Sole Distribution Agreement Sample
A clearly written exclusive distribution agreement allows both parties to terminate the contract with an appropriate termination – for example 60 or 90 days – or in specific clearly defined circumstances. These provisions recognize that a company`s objectives on the first day may be significantly different from those of the first day of the seventh year. The post-termination clauses, which suggest how the relationship may expire, lay the groundwork for a new participation in the future. Well-written non-competition and confidentiality provisions serve a similar purpose. g. The obligations of the recipient party under this section 6 remain in the event of termination or non-renewal of that contract for a period of [number of years] of years. In order to avoid any doubt, the distributor`s client and negotiator lists are considered protected information under this agreement. A distribution agreement is a contractual agreement in which a distributor — also known as a distributor — agrees to market the products he buys from a supplier or manufacturer. The distribution company serves as both distributor and seller of the manufacturer`s products. An exclusive distribution agreement is an agreement in which the producer sells exclusively to a distributor.
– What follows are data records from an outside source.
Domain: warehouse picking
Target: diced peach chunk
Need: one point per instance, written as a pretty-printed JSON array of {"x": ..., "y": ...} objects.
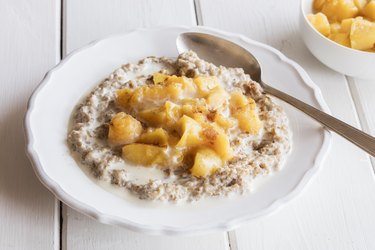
[
  {"x": 190, "y": 133},
  {"x": 340, "y": 38},
  {"x": 362, "y": 35},
  {"x": 337, "y": 10},
  {"x": 369, "y": 10},
  {"x": 123, "y": 97},
  {"x": 218, "y": 141},
  {"x": 318, "y": 4},
  {"x": 206, "y": 84},
  {"x": 123, "y": 129}
]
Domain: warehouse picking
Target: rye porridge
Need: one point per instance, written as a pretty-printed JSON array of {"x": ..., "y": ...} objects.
[{"x": 179, "y": 130}]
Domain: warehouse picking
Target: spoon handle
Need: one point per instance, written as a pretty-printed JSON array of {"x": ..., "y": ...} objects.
[{"x": 356, "y": 136}]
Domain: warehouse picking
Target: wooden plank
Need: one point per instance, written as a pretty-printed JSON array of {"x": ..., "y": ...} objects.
[
  {"x": 363, "y": 96},
  {"x": 336, "y": 210},
  {"x": 80, "y": 232},
  {"x": 85, "y": 233},
  {"x": 29, "y": 46}
]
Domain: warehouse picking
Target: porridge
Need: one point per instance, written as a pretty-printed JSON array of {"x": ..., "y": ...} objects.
[{"x": 179, "y": 129}]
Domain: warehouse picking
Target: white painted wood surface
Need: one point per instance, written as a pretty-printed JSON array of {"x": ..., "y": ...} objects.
[
  {"x": 29, "y": 46},
  {"x": 334, "y": 212},
  {"x": 81, "y": 232}
]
Exclusive distribution agreements are used in many sectors, including media and entertainment, medical care, electronics and clothing. In the event of termination of this agreement for any reason, the following provisions apply: (a) the supplier has the right to immediately appoint another distributor to serve existing customers and to continue sales efforts in the territory; (b) the supplier may continue to fulfill the distributor`s orders that were accepted by the supplier prior to the termination of this contract pursuant to the terms of this agreement; (c) all balances owed by the distributor to the supplier are due immediately and must be paid to the supplier; (d) Both parties refrain at any time from any conduct that is inconsistent with the nature of their business relationship or that could cause confusion; (e) all rights granted to the distributor under this contract are extinguished and, if necessary, reset to the supplier; and (f) The supplier has the right, at its sole discretion, but is under no obligation (if required by law) to verify and repurchase all or quantity of the supplier`s products (including demonstration products and parts for the service of supplier products), which are then owned or ordered, to a lesser extent (i) of the initial price paid by the distributor for these supplier products. , or (ii) at the current price at the distributor and at (i) or (ii), net of any cost of filling or remediation. The relationship between a manufacturer or supplier and its distributor is essential to the success of both companies. Each party to this agreement relies heavily on the other, but rarely do such relations remain unchanged, even if they work well. If it is an exclusive agreement, the exclusive distributor agreement should be carefully developed to meet the needs of both parties while allowing sufficient flexibility to accommodate the inevitable changes in objectives and priorities. This agreement and the attached statement (which is expressly included in this reference) contain the full and comprehensive agreement between the parties regarding the purpose of this agreement.